![]() John Heller, Post-Gazette Members of the gallery at No. 18 scramble for balls thrown by Dean Wilson and Charles Howell III after they finished the final round of the U.S. Open yesterday at Oakmont. |
The Man defined by his tight red, muscle-suppled, take-no-prisoners shirt let forth a mighty thwack down the right side of the fairway at 3 p.m., and we were off.
We followed The Man -- he must be The Man, since everyone shouts that he is -- by the hundreds at the outset, but quickly grew to thousands. Like an invading army, we swallowed everything in our path, and many who might once have sworn allegiance to others at Oakmont Country Club joined us. By late afternoon, we were tens of thousands.
Many had implements of choice to help: binoculars for making a little white ball hundreds of yards away become visible; chairs for standing on instead of sitting; and periscopes, which were of course invented for golf viewing, not submarines.
By the end of the first hole, many of us chained spiritually to The Man realized that if we had none of the above devices, we were in about the worst place on the planet to watch a golf tournament -- the golf course itself.
"I can't do it all day long, that's for sure," one man said while trotting behind what looked to be his son, who was scrambling for position near the first green, oblivious to the Father's Day heart attack in the making.
And so, sad to say, there were early deserters. People on the one hand professed worship of The Man but their actions spoke otherwise. They weren't up to the task of encouraging him, rallying him, giving him the strength to sink 5-foot birdie putts. Oooh, they must be feeling guilty today.
"You want to know how to see the tournament?" said one who departed early, 50-year-old Keith Kijowski of Butler. "Do what we're doing after the third hole: Catch the shuttle bus back to the parking lot, get to your car, drive home, shower and watch the last seven holes on TV."
If everyone had only done as Kijowski had suggested, it would have been a beautiful final round of championship golf to watch. Instead, we were standing on tiptoes, squeezing between bushes, climbing aboard vacant golf carts, anything we could do to see one of The Man's shots -- or just to see him stride by purposefully, head down, as we shouted at him.

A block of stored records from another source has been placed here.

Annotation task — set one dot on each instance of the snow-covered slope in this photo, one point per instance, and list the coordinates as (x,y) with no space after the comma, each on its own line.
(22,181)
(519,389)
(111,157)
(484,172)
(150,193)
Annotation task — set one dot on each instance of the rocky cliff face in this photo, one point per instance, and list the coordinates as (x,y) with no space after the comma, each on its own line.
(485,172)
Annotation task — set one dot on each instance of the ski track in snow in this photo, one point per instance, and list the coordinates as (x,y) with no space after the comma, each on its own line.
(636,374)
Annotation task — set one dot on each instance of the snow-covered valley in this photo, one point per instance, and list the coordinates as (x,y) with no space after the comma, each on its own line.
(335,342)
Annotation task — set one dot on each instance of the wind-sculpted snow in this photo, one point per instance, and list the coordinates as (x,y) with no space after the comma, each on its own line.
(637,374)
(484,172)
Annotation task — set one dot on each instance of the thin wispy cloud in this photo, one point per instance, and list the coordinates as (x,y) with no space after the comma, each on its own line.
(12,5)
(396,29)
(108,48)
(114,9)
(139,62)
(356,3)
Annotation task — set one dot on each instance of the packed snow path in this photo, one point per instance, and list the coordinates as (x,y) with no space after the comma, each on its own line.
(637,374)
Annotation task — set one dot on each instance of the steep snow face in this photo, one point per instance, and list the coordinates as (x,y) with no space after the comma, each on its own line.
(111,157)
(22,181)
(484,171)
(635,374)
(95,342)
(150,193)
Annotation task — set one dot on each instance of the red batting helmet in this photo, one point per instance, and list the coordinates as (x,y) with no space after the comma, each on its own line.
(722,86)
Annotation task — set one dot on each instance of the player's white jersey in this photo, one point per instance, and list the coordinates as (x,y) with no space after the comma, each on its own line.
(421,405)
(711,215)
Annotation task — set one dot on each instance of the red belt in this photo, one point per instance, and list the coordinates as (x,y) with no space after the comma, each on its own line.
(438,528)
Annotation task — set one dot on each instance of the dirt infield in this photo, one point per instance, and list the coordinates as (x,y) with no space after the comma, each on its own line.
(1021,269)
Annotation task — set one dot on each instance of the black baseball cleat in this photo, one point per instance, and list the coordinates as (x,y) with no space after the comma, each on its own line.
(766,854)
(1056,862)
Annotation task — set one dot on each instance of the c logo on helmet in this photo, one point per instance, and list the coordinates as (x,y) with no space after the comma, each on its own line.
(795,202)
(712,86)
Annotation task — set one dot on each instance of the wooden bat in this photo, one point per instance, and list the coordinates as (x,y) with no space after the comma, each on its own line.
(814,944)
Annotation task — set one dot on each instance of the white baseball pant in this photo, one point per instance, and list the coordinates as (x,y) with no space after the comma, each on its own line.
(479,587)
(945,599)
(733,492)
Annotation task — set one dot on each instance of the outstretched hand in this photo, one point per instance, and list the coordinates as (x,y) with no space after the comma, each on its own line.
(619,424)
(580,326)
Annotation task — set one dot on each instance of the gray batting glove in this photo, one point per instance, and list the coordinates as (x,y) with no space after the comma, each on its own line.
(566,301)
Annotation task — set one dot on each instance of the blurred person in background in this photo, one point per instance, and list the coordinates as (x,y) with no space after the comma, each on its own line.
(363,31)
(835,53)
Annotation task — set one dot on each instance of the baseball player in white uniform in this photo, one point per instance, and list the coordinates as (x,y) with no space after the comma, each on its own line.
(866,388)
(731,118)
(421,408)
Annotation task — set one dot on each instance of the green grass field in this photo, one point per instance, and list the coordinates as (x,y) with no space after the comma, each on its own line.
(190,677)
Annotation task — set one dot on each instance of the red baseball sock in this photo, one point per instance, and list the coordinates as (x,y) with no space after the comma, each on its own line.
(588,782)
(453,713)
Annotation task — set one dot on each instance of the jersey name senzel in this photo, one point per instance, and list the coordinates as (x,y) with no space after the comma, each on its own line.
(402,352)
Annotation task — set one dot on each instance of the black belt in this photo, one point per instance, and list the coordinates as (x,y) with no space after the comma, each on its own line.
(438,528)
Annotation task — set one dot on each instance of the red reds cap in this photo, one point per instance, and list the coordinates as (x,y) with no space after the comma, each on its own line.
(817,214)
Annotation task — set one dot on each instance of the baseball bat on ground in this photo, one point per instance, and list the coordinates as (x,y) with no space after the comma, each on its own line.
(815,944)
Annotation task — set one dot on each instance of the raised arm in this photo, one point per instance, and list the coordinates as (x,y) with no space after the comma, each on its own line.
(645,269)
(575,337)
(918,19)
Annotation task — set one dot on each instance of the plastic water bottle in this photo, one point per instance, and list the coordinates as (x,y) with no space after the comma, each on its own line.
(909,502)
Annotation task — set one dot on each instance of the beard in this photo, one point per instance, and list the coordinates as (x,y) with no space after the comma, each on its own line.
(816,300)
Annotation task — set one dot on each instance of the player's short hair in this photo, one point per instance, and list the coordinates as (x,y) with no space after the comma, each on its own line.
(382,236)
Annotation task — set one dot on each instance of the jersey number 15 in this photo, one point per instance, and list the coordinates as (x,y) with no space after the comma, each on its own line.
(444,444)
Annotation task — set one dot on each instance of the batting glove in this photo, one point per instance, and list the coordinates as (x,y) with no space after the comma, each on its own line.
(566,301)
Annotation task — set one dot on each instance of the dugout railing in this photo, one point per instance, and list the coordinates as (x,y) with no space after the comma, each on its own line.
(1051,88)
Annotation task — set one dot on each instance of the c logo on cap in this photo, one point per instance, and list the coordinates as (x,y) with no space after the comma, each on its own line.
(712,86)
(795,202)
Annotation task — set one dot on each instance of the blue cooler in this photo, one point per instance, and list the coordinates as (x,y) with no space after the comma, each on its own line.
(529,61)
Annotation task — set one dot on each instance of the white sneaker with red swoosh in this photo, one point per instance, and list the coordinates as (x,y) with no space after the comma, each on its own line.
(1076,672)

When some young Australian named Aaron or Erin or something triple-bogeyed the first hole and immediately lost his edge on The Man, a quietly sinister glee spread among us. It was as though we had just watched our fat chemistry teacher split his pants. If it had been The Man who put up that opening 7, we would have outdone Jonestown's mass suicide, right on the spot.
So off we went, making a slow crawl across the pedestrian bridge over the Pennsylvania Turnpike, and by the time we reached the second tee The Man was already near the green. This is when many realized, if they hadn't already, that the only choice was to skip an occasional hole and speed ahead for good position on a future one. Others sought out a bleacher seat to squeeze themselves into.
But even with the deserters and strategists and sitters, there were still hordes of us fighting each step of the way. We'd be four or six deep around a green or tee, trying for any glimpse we could get without some 6-foot-4 knucklehead getting in our way.
"This is what drives you crazy, when you can only tell what's happening by listening to the crowd," Bud Menacher, 66, of Seneca, says on the fourth hole, after loud applause to our left for The Man's iron shot that disappeared from our view. He adds, however, that he and his wife have a television taping it as they watch in person. Brilliant!
As we march along, getting hotter and more crowded in late afternoon, the thing that keeps us from getting testy is The Man is right there in contention. He can win this thing, if he would just sink a birdie putt or two. We cheer for his putts that save par, but we would dance naked in the fairways for him if he would only make one blasted birdie.
On the par 3 13th, his excellent chance at a deuce eludes him. We groan. A man from New Jersey wearing a Ping hat slaps it on his thigh in disgust. Murmurs mount that The Man was making the same errors yesterday. Few are willing to defect, however, despite cheers increasingly popping up elsewhere for adversaries.
"I just like to see records broken," such as The Man's quest for most major championships, explains Dave Stong, 56, of Ambler, Montgomery County. "There's nothing better than seeing the No. 1 man on the planet play."
By the time the players and throng are at the 17th green, viewing conditions are impossible. Paul Schneider, 27, of West Mifflin, offers to yield the $32 USGA-approved chair he had bought and stood on throughout the round. The 18-inch vertical lift had done wonders for the spectating of he and his buddy, Mark Szewczykowski of Erie.
"If we didn't have these chairs -- pardon my French -- we were $&#
&," says Szewczykowski, known as "Eye chart" to his friends.
After another par by The Man, the pair are racing off with their chairs toward the 18th green. Many of the rest of us stop near the final hole's tee, because the elevation of the course is helpful to sightlines. Through binoculars from a mere 400 yards away, we watch the final shots of the biggest golf event most of us will attend in our lives.
It is anti-climactic. The Man does the same thing he has done seemingly on every hole, and a man from an entirely different continent wins.
No one mocks or scorns The Man as we file toward exits and shuttle buses. Yes, he may have disappointed us. But lose us? Never.